SICAK PARACILAR NE DEDİ?

Bugün politika faizi artmayınca gelen tepkilerden birkaç örnek vereyim.

“Hayal kırıklığı”, “Biz bunu yabancı yatırımcıya nasıl anlatacağız”, “piyasa yapıcılara (Kimse bu piyasa yapıcılar) yol gösterici olmalı”, “yabancı yatırımcı belirsizlikten kaçar”, “Bizim getirmeye çalıştığımız yatırımcı 80 ülkeye yatırım yapıyor. Yatırımcıya anlatamıyorsun, zaten jeopolitik risk var diyor.”

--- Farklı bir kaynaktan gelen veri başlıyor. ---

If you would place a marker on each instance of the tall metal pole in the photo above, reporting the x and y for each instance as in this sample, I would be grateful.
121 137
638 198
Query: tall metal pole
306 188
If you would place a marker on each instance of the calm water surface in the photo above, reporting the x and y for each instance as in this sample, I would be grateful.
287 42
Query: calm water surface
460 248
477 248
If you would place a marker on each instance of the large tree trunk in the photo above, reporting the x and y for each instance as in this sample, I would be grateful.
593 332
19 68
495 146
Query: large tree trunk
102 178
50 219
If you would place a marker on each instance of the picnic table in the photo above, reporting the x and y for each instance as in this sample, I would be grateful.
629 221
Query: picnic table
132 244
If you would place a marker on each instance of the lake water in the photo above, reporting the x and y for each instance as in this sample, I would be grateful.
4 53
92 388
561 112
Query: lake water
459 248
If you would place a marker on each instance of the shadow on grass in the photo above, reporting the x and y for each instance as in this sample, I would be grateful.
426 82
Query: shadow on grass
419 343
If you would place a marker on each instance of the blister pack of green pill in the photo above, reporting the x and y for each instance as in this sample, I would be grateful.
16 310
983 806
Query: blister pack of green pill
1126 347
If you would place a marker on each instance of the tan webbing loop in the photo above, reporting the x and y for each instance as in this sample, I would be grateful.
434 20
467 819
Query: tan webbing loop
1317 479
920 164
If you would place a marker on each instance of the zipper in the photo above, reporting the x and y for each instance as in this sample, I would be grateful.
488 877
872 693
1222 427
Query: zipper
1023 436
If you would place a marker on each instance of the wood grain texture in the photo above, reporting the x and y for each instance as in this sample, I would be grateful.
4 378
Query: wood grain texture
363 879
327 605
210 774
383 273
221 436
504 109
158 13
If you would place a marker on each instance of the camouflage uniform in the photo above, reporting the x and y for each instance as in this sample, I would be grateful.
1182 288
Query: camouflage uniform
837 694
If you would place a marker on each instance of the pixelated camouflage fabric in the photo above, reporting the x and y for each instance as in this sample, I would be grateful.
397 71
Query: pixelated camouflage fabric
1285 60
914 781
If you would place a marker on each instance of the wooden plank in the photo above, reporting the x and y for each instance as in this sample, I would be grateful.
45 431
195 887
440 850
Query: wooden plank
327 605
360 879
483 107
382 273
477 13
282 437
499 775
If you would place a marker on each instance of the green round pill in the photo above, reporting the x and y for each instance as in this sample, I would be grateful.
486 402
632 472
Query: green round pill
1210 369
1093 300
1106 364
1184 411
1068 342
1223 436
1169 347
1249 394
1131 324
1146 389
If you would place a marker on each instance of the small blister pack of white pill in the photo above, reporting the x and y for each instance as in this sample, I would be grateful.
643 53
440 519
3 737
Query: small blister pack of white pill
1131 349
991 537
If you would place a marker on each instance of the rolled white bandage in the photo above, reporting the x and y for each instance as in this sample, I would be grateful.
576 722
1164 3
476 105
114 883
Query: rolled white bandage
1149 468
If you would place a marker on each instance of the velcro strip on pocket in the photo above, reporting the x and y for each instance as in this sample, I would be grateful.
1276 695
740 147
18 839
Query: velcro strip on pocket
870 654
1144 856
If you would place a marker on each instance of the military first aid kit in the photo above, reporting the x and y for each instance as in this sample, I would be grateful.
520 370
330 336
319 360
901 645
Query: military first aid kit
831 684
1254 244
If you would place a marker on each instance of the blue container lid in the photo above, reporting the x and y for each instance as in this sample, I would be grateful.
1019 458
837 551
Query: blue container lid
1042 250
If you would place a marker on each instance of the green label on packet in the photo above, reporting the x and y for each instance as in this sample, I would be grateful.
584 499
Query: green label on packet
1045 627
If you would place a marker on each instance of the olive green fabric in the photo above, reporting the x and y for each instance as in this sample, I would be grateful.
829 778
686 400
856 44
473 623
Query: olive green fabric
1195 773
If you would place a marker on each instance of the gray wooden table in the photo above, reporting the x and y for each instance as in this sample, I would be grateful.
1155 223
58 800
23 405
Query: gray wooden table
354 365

Bir tanesi doğru bir şey söyledi; ‘Merkez Bankası zaten bir haftalık repo ihalesi açmıyor, politika faizi zaten işlevi olan bir faiz değil”

Bu eleştirilerin nedeni ne, bu işten Türkiye ne kaybediyor önce buna bakalım.

Yukarıda bahsedilen yatırımcı, Aydınlık Gazetesi okurları ve Ulusal Kanal izleyicileri tarafından çok iyi bilinen, SICAK PARACILAR. Bunlar bugün burada, sisteminiz onlara uygun olduğu, sermaye transferi serbest olduğu için yarın Arjantin’de, öbür gün Kore’de. Sizi severler mi? Asla. Kimi severler, en düşük riskle, en yüksek getiriyi veren ülkeleri severler.

IMF’Cİ ÇETE

Bugüne kadar kurlar neden aniden arttı. SICAK PARA risk görüp, daha güvenli bir piyasaya gitmek istediği için arttı. Aniden kaçtığı için.

Sonuç olarak bu para el yakan, ocak söndüren bir paradır. Ocak söndüren deyimini bilerek kullandım. Borsaya evini arabasını satıp girenlerden gitti her şeyim diyeni duymuşsunuzdur. Kumarhanede çoluk çocuklarının geleceklerini batırırlar. İşte onun için bu sıcak para ocak söndürür.

Bu paralar bize gelmeyecek diye dövünüyorlar.

Böyle yüksek sesle faiz artmamasını eleştirebilmelerinin nedeni ise; Türkiye’nin uzun yıllardan bu yana hatalı ekonomik politikaları nedeniyle oluşan cari açığın, döviz ihtiyacının son pandemi ile patlayan kriz sonucunda tekrar baş göstermesi. Bu açığa çare olarak sıcak paranın tekrar ülkeye girmesinin elzem olduğunu söylüyorlar. Aynı ağızlar, IMF’yi de döviz ihtiyacına tek çare olarak önümüze koyanlardır.

ARTIRMAK HATA MI?

Bir soru sormak istiyorum. PPK toplantı karar tutanağında enflasyon tehdidinden bahsediliyor. Piyasadaki likiditenin kontrol edilmesinden bahsediyor. Ticari kredilerden sonra bireysel kredi artışının da normal seviyeye geldiğini söylüyor. Sonuçta piyasa gerçekleri var.

Peki, Bu Merkez Bankası PPK’ya rapor veren bürokratlar, PPK üyeleri, faiz artırmaktan korktukları için mi (cevap hazır, Cumhurbaşkanı talimat vermiştir.) faiz artırmıyorlar. Faiz artırmak çok mu elzem? Bu bürokratlar kimseden korkmuyorlar ise herkesin bas bas bağırdığını duymuyorlar mı?

Nerede hata yapıyorlar?

Yoksa gerçekten politika faizini artırmak hata mı?